Some enlarged recipes won’t bake like the originals. It is better to make eight standard-sized pies than four oversized ones, because the timing in the oven can be more accurate. If you have very large pans, they will need more time in the oven, and perhaps be baked at a lower temperature, so that the edges don’t burn before the center cooks. Crowding also changes the timing. If you have six pies in the oven, they will take more time than two. And it is better in baking, always, to use the same depth pan for a large amount as for a small amount, rather than a deeper one.

The recipes that follow are not expensive to prepare. The same meals from a caterer, if you could get them, would cost at least four times the amount you will pay cooking by yourself (not counting your labor). The markup on retailed prepared food is enormous, as you can see from restaurant menus. A simple luncheon for fifty, consisting of a casserole, salad, French bread and butter, nonalcoholic beverage, dessert, and coffee to follow, will cost you approximately $70.00 in ingredients, or less if you use inexpensive recipes such as Swedish Meatballs (page 78), Portuguese Sausage Casserole (page 70), Joy Walker’s Chili (page 66), or Moussaka (page 84). A similar three-course meal from a caterer would be at least $6.00 a person.

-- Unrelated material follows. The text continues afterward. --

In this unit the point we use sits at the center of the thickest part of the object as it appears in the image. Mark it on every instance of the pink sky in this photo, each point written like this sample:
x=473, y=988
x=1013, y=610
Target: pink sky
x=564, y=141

Some of the most successful “crowd” meals I’ve served were nothing more than an inexpensive hearty soup, good hot bread, salad, and a dessert. Of course you should watch for specials on meats, and so on, and store them in the freezer if you have one.

It is important also to remember that celebratory dining does not require the most expensive cuts of meat; indeed, dishes like the ones in this book are better prepared with cheaper cuts. Save the tender fillet for a small dinner, when you can cook it in the few minutes it requires and when a waiting group will appreciate the care you have taken.

This book can be used in many ways. You can cook for a small group or family of six, or larger groups of twelve, twenty, or fifty people. It is often a wise idea to try a recipe for six before you make it for fifty. You will notice that in spicy dishes the “heat” is often slightly reduced in the amounts for fifty: in such a large group, I find it better to play it safe.